On August 22, 1831, the greatest slave rebellion in United States history occurred, led by a “mystic religious visionary named Nat Turner.” Daniel Walker Howe, What Hath God Wrought: Transformation of America, 1815-1848, 323.
Turner was a slave of Joseph and Sally Travis in Southampton County, Virginia. Id. At that time, Southampton County’s population was 16,074, with “41 percent white, 48 percent enslaved, and 11 percent free colored.” Id. citing Census of 1830, United States Historical Census Data Browser. In the early morning hours of August 22, 1831, Turner crawled through the window of the Travis’ home, unbarred the door for his six armed companions, and killed the entire family, including a baby in a cradle. Daniel Walker Howe, What Hath God Wrought: Transformation of America, 1815-1848, 323.
After killing the Travis family, Turner and his cohorts went farm-to-farm, “killing all the whites they found on their march toward Jerusalem, as the Southampton county seat was portentously named.” Id. at 324 citing Herbert Aptheker, Nat Turner’s Slave Rebellion (New York, 1966); Stephen Oates, The Fires of Jubilee (New York, 1975). Turner himself, however, only killed one person himself, a woman who was going to flee and alert others to their rebellion. Daniel Walker Howe, What Hath God Wrought: Transformation of America, 1815-1848, 324. Slaves joined the rebellion as it progressed, with as many as 60 slaves participating in total. Id.
Nat Turner advised his rebels: “Remember that ours is not a war for robbery, nor to satisfy our passions; it is a struggle for freedom.” Vincent Harding, There Is a River (New York, 1981), 95. Nonetheless, some of his men “looted and got drunk on captured brandy,” and there were decapitations of victims. Daniel Walker Howe, What Hath God Wrought: Transformation of America, 1815-1848, 324 citing Vincent Harding, There Is a River (New York, 1981), 95.
Ultimately, vigilantes, the Virginia state militia, and federal troops put down the uprising. Daniel Walker Howe, What Hath God Wrought: Transformation of America, 1815-1848, 325. After the uprising was quelled, “[o]ver twenty additional blacks were executed elsewhere in Virginia and North Carolina.” Id. citing Mary Kemp Davis, Nat Turner Before the Bar of Judgment (Baton Rouge, 1999), 55-61.
Turner eluded capture until October 30, 1831, where he was tried and hanged on November 11, 1831 in Jerusalem, Virginia. Daniel Walker Howe, What Hath God Wrought: Transformation of America, 1815-1848, 325. Facing imminent death, and with Thomas Gray asking if Turner felt he had made a mistake, Turner posed the question: “Was not Christ crucified?” Id. quoting Confessions of Nat Turner . . . fully and voluntarily made to Thos. C. Gray (1831; Petersburg, Va., 1881), 6, 10, 11.
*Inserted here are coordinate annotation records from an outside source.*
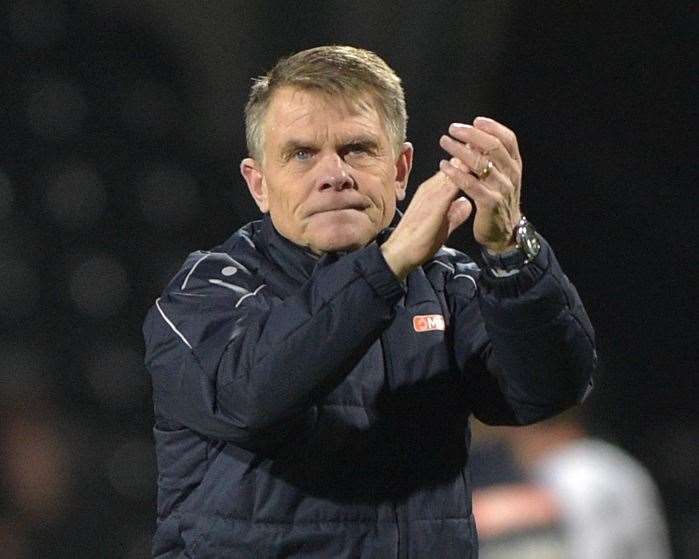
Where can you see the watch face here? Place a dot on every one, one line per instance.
(528, 241)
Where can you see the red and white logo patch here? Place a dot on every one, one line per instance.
(428, 322)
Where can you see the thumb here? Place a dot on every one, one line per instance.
(458, 212)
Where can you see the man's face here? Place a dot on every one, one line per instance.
(329, 177)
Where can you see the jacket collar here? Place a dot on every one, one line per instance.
(294, 260)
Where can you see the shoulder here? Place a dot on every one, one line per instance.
(206, 288)
(226, 270)
(600, 479)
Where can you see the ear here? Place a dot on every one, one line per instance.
(404, 164)
(254, 178)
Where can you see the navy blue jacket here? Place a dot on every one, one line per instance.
(318, 407)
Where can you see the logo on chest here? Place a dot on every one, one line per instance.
(428, 322)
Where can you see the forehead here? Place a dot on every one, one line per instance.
(297, 111)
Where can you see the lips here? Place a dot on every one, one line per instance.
(339, 204)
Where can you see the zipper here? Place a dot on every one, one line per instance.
(401, 532)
Many conservatives in the South, and particularly Virginia, noted that some free blacks had joined Turner’s rebellion and argued that the state “would be better off with fewer slaves and a more industrial-commercial economy.” Daniel Walker Howe, What Hath God Wrought: Transformation of America, 1815-1848, 326. On January 25, 1832, the Virginia House voted that “further action for the removal of slaves should await a more definite development of public opinion.” SeeDaniel Walker Howe, What Hath God Wrought: Transformation of America, 1815-1848, 326; Alison Freehling, Drift Toward Dissolution: The Virginia Slavery Debate of 1831-32 (Baton Rouge, 1982).
In the wake of Turner’s rebellion, Americans in the South had seen their worst fears realized and were shaken to the core. For the years and decades leading up to the rebellion, there was a fear that America would have the same fate as Haiti, with a widespread slave rebellion creating turmoil and discord. This nearly happened just years prior in Vesey’s Almost Rebellion.
Regrettably for the South, slavery was becoming an increasingly prominent issue for Americans, as it best highlighted the difference between the North and the South. Turner’s rebellion essentially forced southern Americans to dig their heels in, tightening security and reinforcing their grip on slaves. Consequently, the chances for universal abolition of slavery in America were diminishing as the 1800s were progressing.